Mad Buffalo Shows Colors on New CD, Red & Blue, Out Now

Article Contributed by Mark Pucci Media | Published on Monday, March 19, 2012

Out of the “Big Sky Country” comes the new release from Mad Buffalo, Red and Blue, which will be released February 21 and distributed nationally by Burnside Distribution. Red and Blue follows the band’s critically-acclaimed 2008 CD, Wilderness, which No Depression called  “beautifully fleshed out, with stellar performances;” while Gritz said of the album: “This is a CD that begs to be heard over and over again … In a five star rating system, this one gets six stars. Six stars beside a full harvest moon hanging over a bison filled prairie.  Good stuff.” And Honest Tune summed up its review by stating, “Wilderness is an outright jewel that gets better with every listen … one of the best roots-oriented releases of 2008.”

Backing singer/ songwriter/guitarist Randy Riviere on the new album is a stellar cast of Nashville musicians, including legendary guitarist Reggie Young, as well as Jack Holder (guitar, keyboards, vocals), Kevin McKendree (keyboards and vocals), James Pennebaker (guitar, violin, mandolin, banjo), Shane Dwight (vocals), Dave Roe and Craig Young (bass) and Chad Cromwell (drums). The album was produced by Chad Cromwell and Randy Riviere and recorded at Cromwell’s Lamplight Studio in Primm Springs, Tennessee.

Just like its predecessor, Red and Blue paints sweeping and incisive song portraits of characters and stories that are universal in their scope and appeal. As on Wilderness, the music on Red and Blue was informed by the many years Randy Riviere spent as a wildlife biologist working to protect our rapidly diminishing landscape values. Riviere’s musical influences range from The Beatles and Lynyrd Skynyrd to The Band and Neil Young.

Unlike Wilderness, however, in several songs Red and Blue takes an outsider’s view of the political polarization of our country in the last several years. “The title track of Red and Blue is really about the deteriorating political discourse in our country,” says Randy Riviere. “It used to be that we could have political conversations with folks with different viewpoints and go have a beer with them afterwards and continue to be best friends. Now it's kind of ‘my way or the highway’ and only ‘true believers’ are allowed. And it’s gotten really nasty. One side has its own news shows, the other side has its own news shows – there’s just this big dichotomy now. And I think much of this is a product of contrived efforts, mostly by big-money America, to keep us divided and voting in specific ways.

“But if you go out in the country, among the folks, away from all the political babble that runs non-stop over the airwaves, it doesn’t take long to realize that we're all pretty much the same. We all are doing the best we can to live the best we can. This is true whether we live in a red state or a blue state. This is true no matter what church we go to or if we don’t go at all. This is true regardless of how much money we have or which side of town we live in - whether we wear cowboy boots, hiking boots, muck boots, steel-toed boots or sandals. Whether we’re covered with cow shit or have never set foot on a farm. This album is about us, not the politicians and their big money enablers.”

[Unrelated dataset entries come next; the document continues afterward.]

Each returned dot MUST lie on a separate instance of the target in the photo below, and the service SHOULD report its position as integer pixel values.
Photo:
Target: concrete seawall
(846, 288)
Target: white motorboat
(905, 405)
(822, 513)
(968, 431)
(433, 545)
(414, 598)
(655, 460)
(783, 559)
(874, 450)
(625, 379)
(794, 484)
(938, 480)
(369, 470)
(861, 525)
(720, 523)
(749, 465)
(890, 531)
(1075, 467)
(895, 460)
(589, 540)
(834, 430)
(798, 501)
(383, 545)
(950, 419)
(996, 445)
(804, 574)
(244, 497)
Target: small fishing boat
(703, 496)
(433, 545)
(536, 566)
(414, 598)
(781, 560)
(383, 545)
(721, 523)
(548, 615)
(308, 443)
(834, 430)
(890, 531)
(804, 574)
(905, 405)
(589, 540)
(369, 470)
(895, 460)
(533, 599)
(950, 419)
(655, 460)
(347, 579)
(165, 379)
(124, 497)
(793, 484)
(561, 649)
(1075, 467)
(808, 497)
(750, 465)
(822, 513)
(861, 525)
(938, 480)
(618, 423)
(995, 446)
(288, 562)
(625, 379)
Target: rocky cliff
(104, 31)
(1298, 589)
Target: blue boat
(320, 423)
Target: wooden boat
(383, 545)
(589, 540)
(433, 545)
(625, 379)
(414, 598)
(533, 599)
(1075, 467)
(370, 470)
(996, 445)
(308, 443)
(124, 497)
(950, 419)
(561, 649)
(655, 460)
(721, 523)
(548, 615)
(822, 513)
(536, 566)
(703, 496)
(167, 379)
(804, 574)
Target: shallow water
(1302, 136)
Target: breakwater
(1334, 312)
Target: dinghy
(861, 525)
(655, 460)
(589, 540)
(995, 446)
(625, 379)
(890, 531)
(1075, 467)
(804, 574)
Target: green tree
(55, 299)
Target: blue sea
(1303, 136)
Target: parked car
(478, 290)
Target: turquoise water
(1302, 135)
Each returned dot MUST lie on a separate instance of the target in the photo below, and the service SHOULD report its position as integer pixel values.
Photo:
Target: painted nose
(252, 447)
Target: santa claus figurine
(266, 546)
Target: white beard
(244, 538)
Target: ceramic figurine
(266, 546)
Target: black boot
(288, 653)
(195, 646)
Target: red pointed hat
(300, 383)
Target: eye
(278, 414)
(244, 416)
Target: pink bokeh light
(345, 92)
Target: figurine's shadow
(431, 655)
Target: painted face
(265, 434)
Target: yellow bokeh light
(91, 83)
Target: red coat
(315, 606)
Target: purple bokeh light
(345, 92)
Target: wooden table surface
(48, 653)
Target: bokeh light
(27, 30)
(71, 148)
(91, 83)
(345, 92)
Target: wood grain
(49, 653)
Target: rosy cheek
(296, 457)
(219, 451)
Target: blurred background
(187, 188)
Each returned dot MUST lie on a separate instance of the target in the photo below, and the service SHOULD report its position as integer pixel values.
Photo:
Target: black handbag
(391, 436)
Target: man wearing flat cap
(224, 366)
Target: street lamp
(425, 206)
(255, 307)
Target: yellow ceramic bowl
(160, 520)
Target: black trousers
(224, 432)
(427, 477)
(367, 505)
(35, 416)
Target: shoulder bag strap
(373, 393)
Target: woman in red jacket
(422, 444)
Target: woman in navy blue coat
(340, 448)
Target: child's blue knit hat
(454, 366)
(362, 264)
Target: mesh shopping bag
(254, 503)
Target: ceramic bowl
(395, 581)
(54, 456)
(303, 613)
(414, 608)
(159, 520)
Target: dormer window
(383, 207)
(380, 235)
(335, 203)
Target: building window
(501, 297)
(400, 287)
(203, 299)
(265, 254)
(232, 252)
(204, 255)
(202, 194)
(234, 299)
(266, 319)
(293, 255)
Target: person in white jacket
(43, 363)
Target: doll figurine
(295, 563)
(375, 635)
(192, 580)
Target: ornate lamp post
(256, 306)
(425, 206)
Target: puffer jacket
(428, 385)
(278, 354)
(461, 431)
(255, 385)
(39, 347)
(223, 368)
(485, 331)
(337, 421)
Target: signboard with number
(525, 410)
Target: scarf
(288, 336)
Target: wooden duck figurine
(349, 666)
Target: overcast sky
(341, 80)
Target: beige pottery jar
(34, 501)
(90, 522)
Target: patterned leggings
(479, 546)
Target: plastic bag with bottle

Other songs on Red and Blue are influenced by Thoreau’s ideas about the freedom of living simply, which resonated with Riviere and his family, who have vowed to do all they can to live as self sufficiently as possible. On the Riviere farm, you’ll find cows, pigs, chickens, a sizable garden and some horses. Echoing that sentiment, “Be Here Tomorrow’ is “about a young family’s connection to the ground and things that are really important,” says Riviere. “Another new song, ‘Emily,’ is about the subsequent generation that keeps evolving and always seems to be quite different than its predecessor.  In one sense you could think that because the younger generation is standing on our shoulders they should be able to see farther; in another there’s this realization that they wouldn’t set foot on our shoulders if their life depended upon it. And there’s all the political manipulation that’s thrown in their faces.”

And it wouldn’t be a Mad Buffalo album if Riviere didn’t vent some of his concerns regarding the fate of our environment and our unwavering economic priorities in this country. “I’ve been concerned about this stuff forever and feel like the chickens have definitely come home to roost in this economy,” says Riviere. “Wall Street shenanigans, banker bonuses, de-regulation, the ridiculous GOP/Corporate America ‘trickle down’ mantra - which has always seemed to me like someone pissing down my back and trying to tell me it’s raining. Those thoughts coalesce on the songs ‘Walk This Life Alone’ and ‘Set the World on Fire.’”

A big reader of American history, Riviere chose old Tennessee Mountain Man Joe Walker as the subject matter in ‘Big Joe Walker.’ “I just love writing these kinds of songs,” he admits. “I think Walker's life represented so many things I dreamed about as a kid ... being free to roam the stunning American West, before we got here and screwed it up.”